Plus, you can always skip the Q&As if you already know what needs to go into the forms.

As for features that are available on both programs, you have all kinds of import options to boost the speed at which your W-2s are processed.

TurboTax, however, offers an extra feature called “ItsDeductible” on all three versions. The feature is actually a standalone app that allows users to determine what’s deductible and what’s not. In fact, the Self-Employed version even comes with a feature that allows users to link their bank accounts and scan expenditures to identify deductibles.

As for TaxAct’s interface, it is quite basic, but does the job. You have the ability to import the previous year’s returns. Of course, you’ll have to pay around $10 for that. You also have a donation assistant, a W-2 import, and a range of calculators and planning tools.

Then, there’s a free mobile app that helps out with extremely simple tax calculations and situations. Let’s just say you really don’t need this app and it’s a wonder why TaxAct even offers it.

TaxAct offers a fair bit of support for users who’re new to the program. You have a banner-like notification area that keeps you notified about your status with regard to the return process. However, we would say that TaxAct still needs to catch up with TurboTax in the support department.

This round of TaxAct vs. TurboTax goes to TurboTax. It enjoys an intuitive interface and the process is streamlined. Plus, we found it easier to use on an overall basis. TaxAct is just too basic.

Customer Support

TurboTax offers excellent user support. It boasts an extensive knowledge base that is linked to a very enthusiastic user community as well. The higher versions even come with the SmartLook feature, which is basically an add-on that allows you to interact with a professional via video. The professional has a view of your screen and this allows him/her to guide you more accurately.

In fact, now you can even schedule an appointment with the expert according to your convenience.

Now, TaxAct also offers a fairly extensive knowledge base to help its users out too. You can search for all kinds of tax related solutions and answers. However, it isn’t as good as what TurboTax provides. But, then, you do get email and phone support, which sort of plays a compensatory role.
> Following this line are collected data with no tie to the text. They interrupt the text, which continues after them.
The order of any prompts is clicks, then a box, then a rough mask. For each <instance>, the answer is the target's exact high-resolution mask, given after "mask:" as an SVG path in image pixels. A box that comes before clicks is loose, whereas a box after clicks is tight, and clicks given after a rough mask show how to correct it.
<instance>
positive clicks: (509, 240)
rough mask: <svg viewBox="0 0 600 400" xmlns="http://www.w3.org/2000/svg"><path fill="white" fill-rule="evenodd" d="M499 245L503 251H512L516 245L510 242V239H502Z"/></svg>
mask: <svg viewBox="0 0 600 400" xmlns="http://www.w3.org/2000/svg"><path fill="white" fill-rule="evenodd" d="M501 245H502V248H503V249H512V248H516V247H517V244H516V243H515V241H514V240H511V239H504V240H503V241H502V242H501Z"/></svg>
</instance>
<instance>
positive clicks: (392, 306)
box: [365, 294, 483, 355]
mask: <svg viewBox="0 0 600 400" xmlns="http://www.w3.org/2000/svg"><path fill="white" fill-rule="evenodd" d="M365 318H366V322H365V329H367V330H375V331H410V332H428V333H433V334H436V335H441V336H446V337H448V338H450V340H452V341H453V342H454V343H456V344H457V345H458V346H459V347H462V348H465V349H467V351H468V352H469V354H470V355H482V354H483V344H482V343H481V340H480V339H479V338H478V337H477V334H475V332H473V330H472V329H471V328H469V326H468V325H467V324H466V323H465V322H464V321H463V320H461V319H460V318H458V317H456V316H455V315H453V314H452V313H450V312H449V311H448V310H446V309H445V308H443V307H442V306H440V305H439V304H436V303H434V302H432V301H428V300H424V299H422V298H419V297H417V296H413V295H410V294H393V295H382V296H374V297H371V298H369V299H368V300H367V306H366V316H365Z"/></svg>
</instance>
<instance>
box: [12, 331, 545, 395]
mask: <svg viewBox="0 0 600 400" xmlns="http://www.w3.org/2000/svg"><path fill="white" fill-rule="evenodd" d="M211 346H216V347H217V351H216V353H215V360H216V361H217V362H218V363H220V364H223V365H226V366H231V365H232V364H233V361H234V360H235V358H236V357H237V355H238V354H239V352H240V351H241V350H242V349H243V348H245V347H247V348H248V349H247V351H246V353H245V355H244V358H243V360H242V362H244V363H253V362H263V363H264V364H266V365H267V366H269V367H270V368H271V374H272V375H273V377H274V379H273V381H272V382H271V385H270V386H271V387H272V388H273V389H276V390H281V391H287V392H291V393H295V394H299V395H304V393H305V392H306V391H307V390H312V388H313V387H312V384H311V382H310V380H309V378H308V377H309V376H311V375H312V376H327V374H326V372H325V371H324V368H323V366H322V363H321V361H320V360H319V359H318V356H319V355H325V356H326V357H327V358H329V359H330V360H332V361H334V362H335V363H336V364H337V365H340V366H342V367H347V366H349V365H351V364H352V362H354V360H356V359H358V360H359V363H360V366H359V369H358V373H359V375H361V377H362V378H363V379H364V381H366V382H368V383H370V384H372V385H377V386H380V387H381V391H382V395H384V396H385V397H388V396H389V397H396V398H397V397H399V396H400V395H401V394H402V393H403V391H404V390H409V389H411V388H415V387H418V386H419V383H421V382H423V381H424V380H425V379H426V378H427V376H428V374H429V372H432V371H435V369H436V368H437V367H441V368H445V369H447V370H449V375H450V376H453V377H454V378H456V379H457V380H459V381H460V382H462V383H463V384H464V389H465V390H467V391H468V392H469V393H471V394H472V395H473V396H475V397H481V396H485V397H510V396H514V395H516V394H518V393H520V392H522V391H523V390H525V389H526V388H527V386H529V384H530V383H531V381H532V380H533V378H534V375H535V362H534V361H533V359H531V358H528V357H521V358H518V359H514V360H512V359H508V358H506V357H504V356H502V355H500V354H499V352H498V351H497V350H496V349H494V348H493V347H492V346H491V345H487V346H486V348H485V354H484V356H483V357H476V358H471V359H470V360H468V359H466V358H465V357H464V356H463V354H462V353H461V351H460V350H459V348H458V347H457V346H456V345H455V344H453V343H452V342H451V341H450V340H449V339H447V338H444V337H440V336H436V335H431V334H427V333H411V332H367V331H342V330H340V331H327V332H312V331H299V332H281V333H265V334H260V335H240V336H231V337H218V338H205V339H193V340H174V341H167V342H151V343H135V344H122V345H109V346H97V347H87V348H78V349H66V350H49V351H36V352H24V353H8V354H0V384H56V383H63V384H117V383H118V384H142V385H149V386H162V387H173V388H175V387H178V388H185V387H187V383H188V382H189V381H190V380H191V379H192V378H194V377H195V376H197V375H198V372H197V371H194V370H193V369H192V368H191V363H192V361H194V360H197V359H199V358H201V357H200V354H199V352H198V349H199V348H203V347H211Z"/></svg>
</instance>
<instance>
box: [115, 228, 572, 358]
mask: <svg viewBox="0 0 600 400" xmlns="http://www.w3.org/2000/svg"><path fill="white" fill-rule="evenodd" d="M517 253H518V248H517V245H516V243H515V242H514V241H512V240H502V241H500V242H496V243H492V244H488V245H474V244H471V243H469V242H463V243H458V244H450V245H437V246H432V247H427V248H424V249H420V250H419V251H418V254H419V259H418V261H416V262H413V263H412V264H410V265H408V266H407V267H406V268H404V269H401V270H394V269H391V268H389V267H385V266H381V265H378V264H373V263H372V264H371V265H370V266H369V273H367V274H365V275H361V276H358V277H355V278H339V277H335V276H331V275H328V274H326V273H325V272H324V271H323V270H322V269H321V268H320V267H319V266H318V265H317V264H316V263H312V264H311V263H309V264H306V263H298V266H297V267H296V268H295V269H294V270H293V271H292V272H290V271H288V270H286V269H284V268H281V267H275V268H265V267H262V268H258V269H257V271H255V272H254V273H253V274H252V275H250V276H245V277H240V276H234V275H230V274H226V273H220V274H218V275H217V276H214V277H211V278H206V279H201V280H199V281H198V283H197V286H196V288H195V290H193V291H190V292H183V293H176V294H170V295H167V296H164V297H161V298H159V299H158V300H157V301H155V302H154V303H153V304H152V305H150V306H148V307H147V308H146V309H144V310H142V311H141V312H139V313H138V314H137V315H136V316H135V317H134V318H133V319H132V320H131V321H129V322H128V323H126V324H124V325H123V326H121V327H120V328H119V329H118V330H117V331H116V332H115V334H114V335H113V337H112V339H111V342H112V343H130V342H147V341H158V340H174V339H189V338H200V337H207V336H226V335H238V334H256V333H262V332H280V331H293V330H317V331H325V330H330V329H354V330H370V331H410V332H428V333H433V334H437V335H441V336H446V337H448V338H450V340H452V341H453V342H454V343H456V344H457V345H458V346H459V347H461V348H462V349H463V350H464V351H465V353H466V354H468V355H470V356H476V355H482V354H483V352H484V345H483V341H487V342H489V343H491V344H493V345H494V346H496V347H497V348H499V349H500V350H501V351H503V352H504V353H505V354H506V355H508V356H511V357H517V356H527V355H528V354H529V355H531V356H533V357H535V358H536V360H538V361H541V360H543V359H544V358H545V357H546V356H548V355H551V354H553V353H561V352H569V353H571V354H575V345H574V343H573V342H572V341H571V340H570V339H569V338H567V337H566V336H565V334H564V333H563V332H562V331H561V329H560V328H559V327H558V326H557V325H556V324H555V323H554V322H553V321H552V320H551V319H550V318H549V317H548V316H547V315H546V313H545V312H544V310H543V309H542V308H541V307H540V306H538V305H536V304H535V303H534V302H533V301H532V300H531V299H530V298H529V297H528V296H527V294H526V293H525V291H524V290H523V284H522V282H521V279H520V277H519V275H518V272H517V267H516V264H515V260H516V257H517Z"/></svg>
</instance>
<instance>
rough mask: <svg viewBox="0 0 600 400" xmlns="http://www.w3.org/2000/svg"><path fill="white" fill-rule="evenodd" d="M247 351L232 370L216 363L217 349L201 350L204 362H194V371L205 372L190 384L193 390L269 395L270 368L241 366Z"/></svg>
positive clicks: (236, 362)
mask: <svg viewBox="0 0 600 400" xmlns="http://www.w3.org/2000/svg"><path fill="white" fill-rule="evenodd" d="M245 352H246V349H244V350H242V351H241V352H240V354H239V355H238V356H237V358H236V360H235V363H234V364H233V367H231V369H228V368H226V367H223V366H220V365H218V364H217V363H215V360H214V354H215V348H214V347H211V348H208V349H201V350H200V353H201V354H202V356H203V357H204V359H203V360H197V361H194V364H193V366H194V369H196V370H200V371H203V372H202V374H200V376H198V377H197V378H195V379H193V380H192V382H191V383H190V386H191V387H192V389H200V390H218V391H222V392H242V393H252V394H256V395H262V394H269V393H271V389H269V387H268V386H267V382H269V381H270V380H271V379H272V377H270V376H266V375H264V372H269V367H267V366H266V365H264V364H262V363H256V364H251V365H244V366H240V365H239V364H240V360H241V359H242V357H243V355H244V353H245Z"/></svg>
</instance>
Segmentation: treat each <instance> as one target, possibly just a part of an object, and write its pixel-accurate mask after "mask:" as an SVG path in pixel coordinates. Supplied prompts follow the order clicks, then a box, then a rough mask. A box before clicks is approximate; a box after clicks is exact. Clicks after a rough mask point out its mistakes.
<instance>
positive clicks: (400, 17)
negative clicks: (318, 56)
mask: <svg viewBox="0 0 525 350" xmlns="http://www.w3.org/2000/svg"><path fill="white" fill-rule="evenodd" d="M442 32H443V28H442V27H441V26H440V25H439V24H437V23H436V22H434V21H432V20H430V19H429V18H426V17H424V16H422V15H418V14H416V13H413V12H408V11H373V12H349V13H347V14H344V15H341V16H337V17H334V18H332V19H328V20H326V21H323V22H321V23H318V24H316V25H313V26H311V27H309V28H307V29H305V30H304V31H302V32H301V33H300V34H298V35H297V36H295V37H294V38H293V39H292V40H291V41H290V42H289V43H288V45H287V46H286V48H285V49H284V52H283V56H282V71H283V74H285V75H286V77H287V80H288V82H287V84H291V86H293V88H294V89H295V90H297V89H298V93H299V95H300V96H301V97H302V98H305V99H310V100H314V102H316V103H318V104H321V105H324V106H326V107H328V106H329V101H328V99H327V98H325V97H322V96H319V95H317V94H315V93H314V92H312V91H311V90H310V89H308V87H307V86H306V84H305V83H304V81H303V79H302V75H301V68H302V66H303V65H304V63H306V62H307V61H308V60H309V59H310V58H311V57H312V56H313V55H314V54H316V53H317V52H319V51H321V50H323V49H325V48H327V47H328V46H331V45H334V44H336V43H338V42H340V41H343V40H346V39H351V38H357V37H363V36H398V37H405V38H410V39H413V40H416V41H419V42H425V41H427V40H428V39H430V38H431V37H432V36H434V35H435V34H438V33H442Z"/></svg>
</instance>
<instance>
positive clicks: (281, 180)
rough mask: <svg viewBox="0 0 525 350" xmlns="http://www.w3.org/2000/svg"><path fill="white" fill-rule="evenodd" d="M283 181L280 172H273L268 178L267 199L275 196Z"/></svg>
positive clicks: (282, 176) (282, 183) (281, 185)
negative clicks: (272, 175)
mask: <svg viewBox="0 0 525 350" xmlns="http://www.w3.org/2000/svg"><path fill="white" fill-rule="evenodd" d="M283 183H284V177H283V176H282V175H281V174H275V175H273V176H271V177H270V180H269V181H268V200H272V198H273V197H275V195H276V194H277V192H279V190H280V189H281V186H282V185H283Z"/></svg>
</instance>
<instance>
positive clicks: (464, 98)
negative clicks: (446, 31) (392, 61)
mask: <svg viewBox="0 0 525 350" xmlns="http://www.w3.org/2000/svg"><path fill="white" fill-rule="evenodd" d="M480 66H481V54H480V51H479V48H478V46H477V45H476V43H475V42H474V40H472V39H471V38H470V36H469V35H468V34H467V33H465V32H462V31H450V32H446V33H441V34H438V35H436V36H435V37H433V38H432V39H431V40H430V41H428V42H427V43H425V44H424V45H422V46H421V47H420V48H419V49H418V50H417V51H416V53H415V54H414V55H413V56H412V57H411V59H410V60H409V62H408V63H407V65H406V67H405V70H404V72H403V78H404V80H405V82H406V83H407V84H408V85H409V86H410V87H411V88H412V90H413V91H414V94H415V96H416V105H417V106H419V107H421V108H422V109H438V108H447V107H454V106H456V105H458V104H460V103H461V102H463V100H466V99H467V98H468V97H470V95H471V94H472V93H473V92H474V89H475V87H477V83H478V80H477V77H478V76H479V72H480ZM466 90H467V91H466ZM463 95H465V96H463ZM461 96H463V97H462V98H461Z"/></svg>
So, it’s not hard to determine that we’re, again, going with TurboTax in this round of TaxAct vs. TurboTax as well. It is simply the better one of the two in the customer support area. It has a superior knowledge base and you can interact with experts who can see your screen and provide accurate guidance. TaxAct, on the other hand, still uses an “old school” approach.


Now, before we give you the verdict, we’re going to discuss a few things.

Firstly, remember that TaxAct is significantly cheaper than TurboTax. So, if you want something affordable, TaxAct is definitely something you should be looking. It offers, more or less, the same kind of functions at a much lower price point.

Now, having said that, TurboTax is clearly the more superior one in terms of, let’s say, everything. It just offers a whole lot more. Some of the key components that give it an edge over TaxAct are the usability, interface, and the extensive knowledge base. In other words, you get what you pay for with TurboTax. There’s no holding back here.

So, from a purely objective point of view, we think TurboTax wins the overall TaxAct vs. TurboTax battle.